A Pedrinha

De aparência desleixada, ele sempre vinha até a livraria, pedindo às vezes para ouvir música, porque não tinha aparelho de som. Mesmo tendo nos outros os mais elevados propósitos, assim chamados espirituais, olhávamos esta pessoa com aquele ar de "melhor ficar de olho". Afinal, uma pessoa assim, é sempre suspeita. Pode tentar nos tirar alguma coisa.

Com o tempo, tornou-se ' De casa' . Conversávamos e ríamos juntos. Ele sempre transmitia alegria ao ambiente, e as pessoas que aqui freqüentavam haviam se habituado à sua presença.

Morava em uma barraca, às vezes à beira da praia, às vezes, se tivesse dinheiro, em algum camping. Trabalhava vendendo artesanato na rua, e às vezes sumia por longos períodos, e quando voltava, contava-nos sobre suas distantes viagens a outros estados. Não criava raiz alguma nos lugares por onde passava.

Um dia me surpreendi, quando ao chegar, cedo, ele já me esperava à porta da livraria. Disse-me:

- Vim para pedir perdão. Ontem estive aqui ouvindo música. Gosto de estar aqui e ouvir as músicas que vocês vendem. Então, olhei para uma pedrinha, e ela brilhou à minha frente. Senti um imenso desejo de tê-la, mas não tinha dinheiro. Assim, quando ninguém olhava, peguei e escondi-a em meu bolso, levando-a para mim. No entanto, quando estava indo para minha casa, algo começou a acontecer. Um grande sentimento de culpa. Eu tinha feito uma coisa errada. Tinha que devolver a pedra. Mas, como iria fazer isso?
Assim, andei dando várias voltas pela cidade antes de ir-me. Estava em grande conflito. Não tinha coragem de voltar e confessar meu erro. À noite, tampouco consegui dormir. O desejo de ter a pedra era muito forte. Ela me atraía com seu brilho, porém, a vontade de desfazer meu erro me pressionava.
Por isso, estou aqui, confessando meu roubo, devolvendo a pedra, e pedindo perdão. A pegra não mais me atrai agora.

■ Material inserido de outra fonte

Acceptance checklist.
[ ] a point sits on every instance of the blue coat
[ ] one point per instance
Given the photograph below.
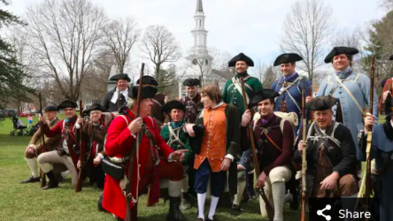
(382, 149)
(359, 86)
(295, 104)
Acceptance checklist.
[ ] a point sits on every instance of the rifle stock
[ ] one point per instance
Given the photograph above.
(132, 214)
(304, 151)
(82, 154)
(269, 207)
(42, 174)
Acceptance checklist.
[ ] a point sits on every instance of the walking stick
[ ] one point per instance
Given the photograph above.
(304, 160)
(269, 207)
(82, 154)
(133, 213)
(42, 174)
(366, 180)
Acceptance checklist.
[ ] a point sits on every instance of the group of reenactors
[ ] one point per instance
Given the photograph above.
(215, 140)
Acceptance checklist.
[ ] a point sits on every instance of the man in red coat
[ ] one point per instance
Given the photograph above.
(153, 160)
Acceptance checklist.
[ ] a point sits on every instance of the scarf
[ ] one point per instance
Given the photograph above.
(344, 74)
(116, 95)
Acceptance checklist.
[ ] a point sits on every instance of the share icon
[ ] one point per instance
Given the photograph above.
(320, 212)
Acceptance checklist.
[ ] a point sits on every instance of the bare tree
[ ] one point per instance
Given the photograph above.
(306, 30)
(211, 64)
(161, 47)
(65, 35)
(120, 35)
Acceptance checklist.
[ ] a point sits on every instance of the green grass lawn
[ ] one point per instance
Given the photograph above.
(28, 202)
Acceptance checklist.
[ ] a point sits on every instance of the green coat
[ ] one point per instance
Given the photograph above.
(233, 95)
(184, 138)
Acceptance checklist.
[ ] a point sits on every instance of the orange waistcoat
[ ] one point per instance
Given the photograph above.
(214, 138)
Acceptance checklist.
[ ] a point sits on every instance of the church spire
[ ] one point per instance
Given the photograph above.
(199, 6)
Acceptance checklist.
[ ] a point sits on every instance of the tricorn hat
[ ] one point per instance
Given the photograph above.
(149, 88)
(321, 103)
(67, 104)
(175, 104)
(50, 108)
(287, 58)
(241, 57)
(340, 50)
(261, 95)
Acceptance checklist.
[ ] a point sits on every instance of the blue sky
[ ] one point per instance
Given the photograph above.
(250, 26)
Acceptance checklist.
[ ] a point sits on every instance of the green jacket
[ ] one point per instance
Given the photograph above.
(184, 139)
(232, 94)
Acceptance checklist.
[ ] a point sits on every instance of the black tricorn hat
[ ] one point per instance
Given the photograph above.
(120, 77)
(50, 108)
(389, 105)
(261, 95)
(149, 88)
(287, 58)
(340, 50)
(67, 104)
(93, 107)
(321, 103)
(191, 82)
(175, 104)
(241, 57)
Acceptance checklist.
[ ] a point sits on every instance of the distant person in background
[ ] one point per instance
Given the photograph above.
(117, 98)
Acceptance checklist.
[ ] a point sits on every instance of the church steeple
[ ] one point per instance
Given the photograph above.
(199, 32)
(199, 6)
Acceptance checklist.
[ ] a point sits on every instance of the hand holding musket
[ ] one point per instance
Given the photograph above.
(82, 154)
(304, 151)
(137, 127)
(260, 190)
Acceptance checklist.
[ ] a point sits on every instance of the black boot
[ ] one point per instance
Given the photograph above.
(52, 181)
(31, 179)
(174, 213)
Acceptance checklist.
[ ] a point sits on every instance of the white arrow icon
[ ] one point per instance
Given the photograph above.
(320, 212)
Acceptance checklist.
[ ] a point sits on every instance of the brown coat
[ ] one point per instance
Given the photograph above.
(50, 142)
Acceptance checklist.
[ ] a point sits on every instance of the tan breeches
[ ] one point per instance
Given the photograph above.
(48, 158)
(278, 174)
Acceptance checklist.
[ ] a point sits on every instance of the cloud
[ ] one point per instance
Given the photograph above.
(250, 26)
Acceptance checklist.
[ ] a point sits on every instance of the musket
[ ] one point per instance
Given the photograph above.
(311, 113)
(366, 181)
(304, 151)
(42, 174)
(130, 214)
(269, 207)
(82, 154)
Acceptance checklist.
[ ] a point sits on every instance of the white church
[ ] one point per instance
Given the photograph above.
(199, 59)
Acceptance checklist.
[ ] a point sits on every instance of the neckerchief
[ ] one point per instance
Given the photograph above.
(344, 74)
(176, 125)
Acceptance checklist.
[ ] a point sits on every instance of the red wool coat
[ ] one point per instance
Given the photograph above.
(118, 143)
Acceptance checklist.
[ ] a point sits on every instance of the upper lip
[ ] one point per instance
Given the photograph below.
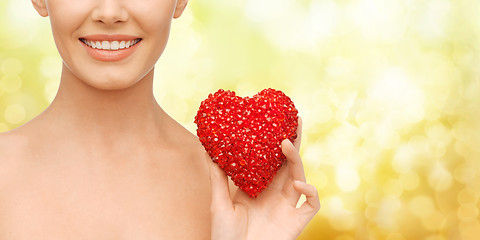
(109, 37)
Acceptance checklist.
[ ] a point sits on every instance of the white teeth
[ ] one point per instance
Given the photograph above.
(106, 45)
(114, 45)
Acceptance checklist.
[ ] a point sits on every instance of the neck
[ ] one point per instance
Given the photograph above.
(105, 115)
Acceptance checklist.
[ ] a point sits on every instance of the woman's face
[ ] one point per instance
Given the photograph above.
(110, 44)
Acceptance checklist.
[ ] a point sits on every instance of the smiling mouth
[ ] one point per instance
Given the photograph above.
(110, 45)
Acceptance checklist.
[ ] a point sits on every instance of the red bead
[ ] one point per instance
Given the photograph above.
(243, 135)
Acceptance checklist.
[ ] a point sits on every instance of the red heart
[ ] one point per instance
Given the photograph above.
(243, 135)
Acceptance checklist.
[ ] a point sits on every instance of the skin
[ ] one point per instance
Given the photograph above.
(104, 161)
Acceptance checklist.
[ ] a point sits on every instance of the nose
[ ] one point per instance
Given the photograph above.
(109, 12)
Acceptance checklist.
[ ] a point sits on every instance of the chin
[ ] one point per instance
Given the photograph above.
(116, 84)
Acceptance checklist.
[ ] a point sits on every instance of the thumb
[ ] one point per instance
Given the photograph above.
(221, 199)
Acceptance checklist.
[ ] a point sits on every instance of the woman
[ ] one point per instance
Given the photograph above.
(104, 161)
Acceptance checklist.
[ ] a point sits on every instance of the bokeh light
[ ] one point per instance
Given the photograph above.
(389, 91)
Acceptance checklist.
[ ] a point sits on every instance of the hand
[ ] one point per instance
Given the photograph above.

Se me perdoarem, estarei outra vez em paz.

- Sim, está perdoado. - Disse eu. - Tenho também que pedir perdão a você, pois eu também cometi um erro terrível, talvez maior que o seu. Desconfiei de você, mesmo sem lhe conhecer. Você poderia simplesmente ter deixado a pedra em seu lugar anterior, pois jamais teria sido notada sua ausência em meio a tantas outras. Mesmo que não a tivesse trazido de volta, não teríamos notado sua ausência. Isto demonstra grande coragem. A vitória dos princípios superiores sobre as forças antagônicas que nos pessionam. O desejo e a vontade. O bem, e o mal.